Yukking it up with those crazy sisters in the Manatee Players’ Nunsense. 
 
By Kay Kipling
 
By now, Dan Goggin’s ever-popular Nunsense might seem like a show that can run on its own—a smoothly functioning, automatic laughs-getting machine. In reality, it’s like any other play in that it still can be done in if the cast and director don’t do their jobs well.
 
But no fear of that with the Manatee Players’ current production, which boasts five talented actresses who, with the help of an assistant stage manager/actor, choreographer-director Bob Trisolini and musical director Michelle Kasanofsky, keep the evening lively and fun despite its familiarity.
 
It’s hard to believe at this point that there’s anyone who doesn’t know the tale of the Little Sisters of Hoboken, which has surely made Goggin a fortune over the past three decades with production after production, but here goes: Sister Mary Regina, the Mother Superior (Jeanne Larranaga), Sister Mary Hubert (Cara Herman), Sister Robert Anne (Stephanie Woodman-Costello), Sister Mary Amnesia (Ellie Pattison) and Sister Mary Leo (Libby Fleming) are putting on a show at the Mt.
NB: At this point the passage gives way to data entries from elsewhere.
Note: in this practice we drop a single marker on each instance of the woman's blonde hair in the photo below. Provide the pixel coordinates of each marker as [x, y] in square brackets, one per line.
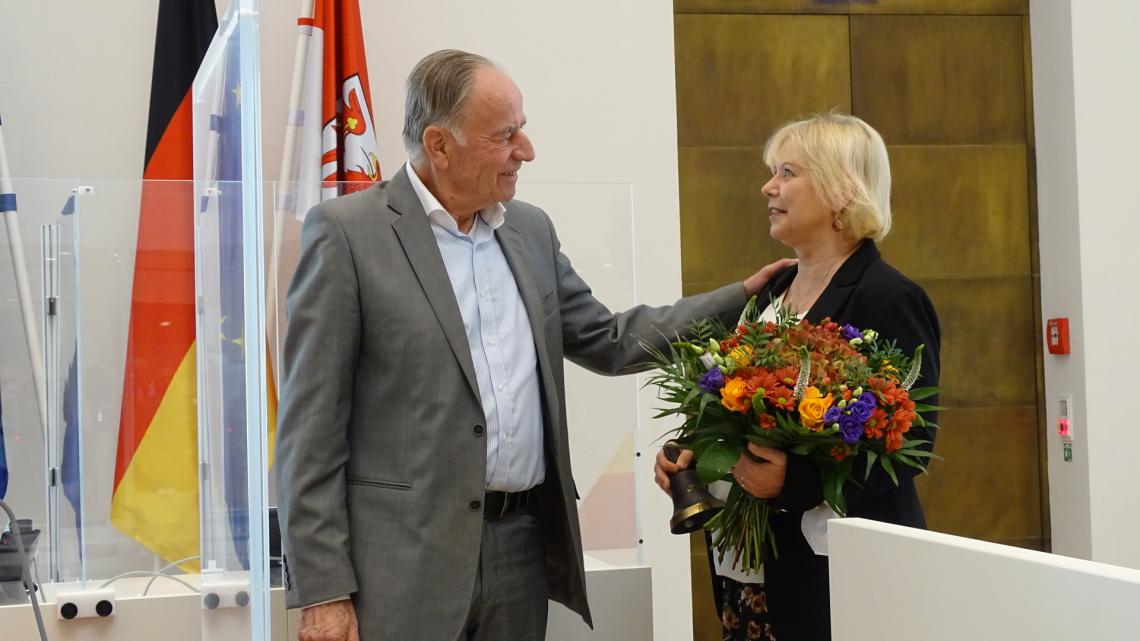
[848, 165]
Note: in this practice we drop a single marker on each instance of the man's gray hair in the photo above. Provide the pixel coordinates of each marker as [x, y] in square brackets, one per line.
[437, 89]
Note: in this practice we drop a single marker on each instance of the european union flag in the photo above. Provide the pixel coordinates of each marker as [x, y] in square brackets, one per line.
[231, 276]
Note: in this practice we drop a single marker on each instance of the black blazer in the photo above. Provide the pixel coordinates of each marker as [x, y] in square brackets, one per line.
[866, 293]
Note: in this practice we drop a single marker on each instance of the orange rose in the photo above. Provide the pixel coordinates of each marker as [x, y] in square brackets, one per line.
[812, 408]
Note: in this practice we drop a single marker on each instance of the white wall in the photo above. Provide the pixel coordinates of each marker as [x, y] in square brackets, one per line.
[1085, 94]
[1025, 594]
[597, 80]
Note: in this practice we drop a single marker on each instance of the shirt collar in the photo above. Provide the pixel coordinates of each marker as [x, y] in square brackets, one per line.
[494, 216]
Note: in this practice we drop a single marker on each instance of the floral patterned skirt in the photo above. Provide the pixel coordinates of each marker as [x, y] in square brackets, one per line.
[744, 611]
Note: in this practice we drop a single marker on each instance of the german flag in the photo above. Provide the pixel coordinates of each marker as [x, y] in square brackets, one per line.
[156, 485]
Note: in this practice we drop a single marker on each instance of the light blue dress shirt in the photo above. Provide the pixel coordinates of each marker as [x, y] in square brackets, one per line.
[502, 343]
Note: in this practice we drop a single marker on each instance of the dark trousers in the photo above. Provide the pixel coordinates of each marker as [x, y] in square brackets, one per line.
[799, 598]
[510, 597]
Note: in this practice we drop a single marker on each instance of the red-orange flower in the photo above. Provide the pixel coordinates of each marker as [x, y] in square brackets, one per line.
[781, 397]
[894, 440]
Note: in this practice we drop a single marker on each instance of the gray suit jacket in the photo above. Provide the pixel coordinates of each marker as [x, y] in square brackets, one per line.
[380, 463]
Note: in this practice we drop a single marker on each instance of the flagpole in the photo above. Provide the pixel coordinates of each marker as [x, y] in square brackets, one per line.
[285, 193]
[8, 207]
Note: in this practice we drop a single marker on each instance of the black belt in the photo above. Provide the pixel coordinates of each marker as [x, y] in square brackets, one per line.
[498, 504]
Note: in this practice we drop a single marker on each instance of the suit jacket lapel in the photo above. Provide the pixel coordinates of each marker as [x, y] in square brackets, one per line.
[843, 283]
[414, 232]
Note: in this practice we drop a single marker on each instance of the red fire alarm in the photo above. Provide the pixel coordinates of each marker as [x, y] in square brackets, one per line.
[1057, 335]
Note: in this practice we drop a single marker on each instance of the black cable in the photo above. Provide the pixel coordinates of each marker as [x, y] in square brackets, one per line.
[26, 568]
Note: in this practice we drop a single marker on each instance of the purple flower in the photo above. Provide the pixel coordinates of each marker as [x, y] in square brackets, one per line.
[851, 332]
[861, 411]
[831, 415]
[851, 429]
[711, 381]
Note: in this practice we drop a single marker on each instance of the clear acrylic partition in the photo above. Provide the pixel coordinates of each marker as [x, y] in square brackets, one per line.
[231, 350]
[112, 486]
[39, 305]
[594, 222]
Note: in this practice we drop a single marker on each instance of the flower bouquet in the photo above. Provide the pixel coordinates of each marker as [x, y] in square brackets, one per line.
[832, 392]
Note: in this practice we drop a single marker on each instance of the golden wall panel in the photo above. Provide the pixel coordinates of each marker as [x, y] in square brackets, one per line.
[724, 222]
[929, 7]
[942, 7]
[801, 7]
[933, 80]
[706, 617]
[987, 341]
[986, 484]
[959, 211]
[740, 76]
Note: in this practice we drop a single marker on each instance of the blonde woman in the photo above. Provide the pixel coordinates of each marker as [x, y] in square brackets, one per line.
[829, 201]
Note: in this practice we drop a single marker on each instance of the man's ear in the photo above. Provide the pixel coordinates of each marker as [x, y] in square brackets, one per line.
[438, 144]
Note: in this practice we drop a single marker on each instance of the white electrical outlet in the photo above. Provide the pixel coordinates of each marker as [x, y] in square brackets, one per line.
[226, 594]
[86, 603]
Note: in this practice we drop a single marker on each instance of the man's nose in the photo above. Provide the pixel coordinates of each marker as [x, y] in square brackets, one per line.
[524, 151]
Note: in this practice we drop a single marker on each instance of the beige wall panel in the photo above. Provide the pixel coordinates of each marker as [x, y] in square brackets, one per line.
[987, 341]
[931, 80]
[724, 222]
[986, 484]
[959, 211]
[740, 76]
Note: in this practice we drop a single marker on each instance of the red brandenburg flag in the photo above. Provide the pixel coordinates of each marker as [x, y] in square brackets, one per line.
[156, 486]
[338, 136]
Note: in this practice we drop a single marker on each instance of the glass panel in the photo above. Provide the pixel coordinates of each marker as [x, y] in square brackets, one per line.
[40, 260]
[230, 331]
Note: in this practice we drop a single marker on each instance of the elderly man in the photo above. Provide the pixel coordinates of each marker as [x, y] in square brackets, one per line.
[423, 464]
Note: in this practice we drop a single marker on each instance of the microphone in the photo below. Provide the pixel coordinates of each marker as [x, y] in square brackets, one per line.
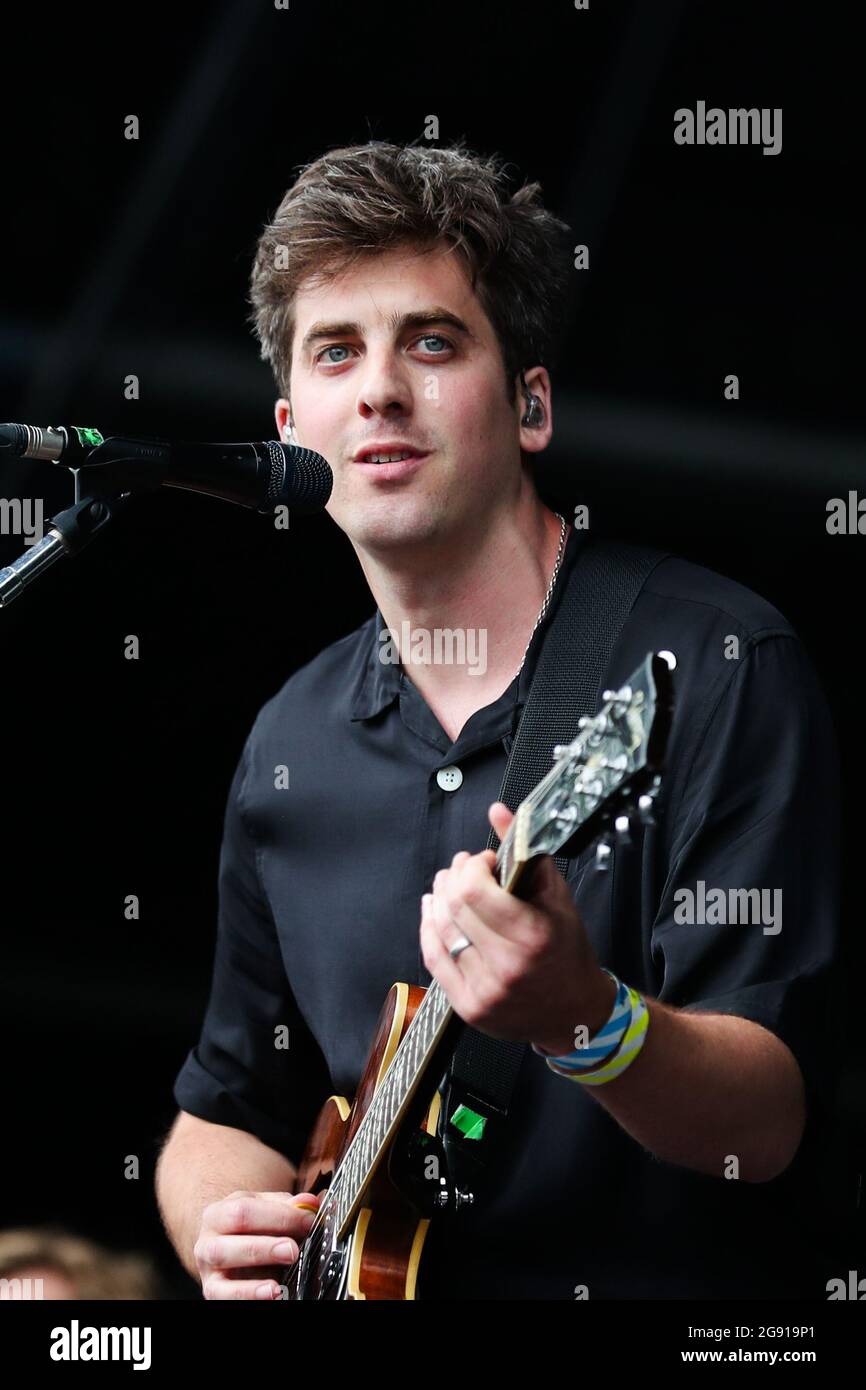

Saint Helen’s School auditorium to raise money they desperately need to bury some unfortunately poisoned members of their order. (Blame Sister Julia, Child of God, the convent cook.)
 
Naturally, not everything runs as smoothly as it’s hoped, partly because of Sister Robert Anne’s relentless drive to get into the spotlight at all costs, partly because of the diminished mental capacities of Sister Mary Amnesia (Ellie Pattison manages to get laughs without even opening her mouth; her facial expressions alone are priceless). But you can count on those tap dancing, joke-telling nuns to pull it off.
 
Since the show has been around for such a long time now, there’s a little new material thrown in for updating purposes (references to a VCR are replaced by ones to a laptop computer, etc.) and some staging is slightly different than I remember it (I missed Sister Robert Anne’s arrival on a bicycle when she enters to music from The Wizard of Oz).
 
On the night I attended, Larranaga struggled a bit early on with line hesitation and too much nervous laughter, but she was fine in her solo moments, especially the still hilarious “Rush”-sniffing scene. Woodman-Costello is well cast as the tomboyish, energetic Robert Anne; Fleming is suitably naïve and earnest as Mary Leo; and Herman gets to dig deep for her rendition of the show’s rousing closer Holier Than Thou. All in all, this Nunsense delivers what the title promises.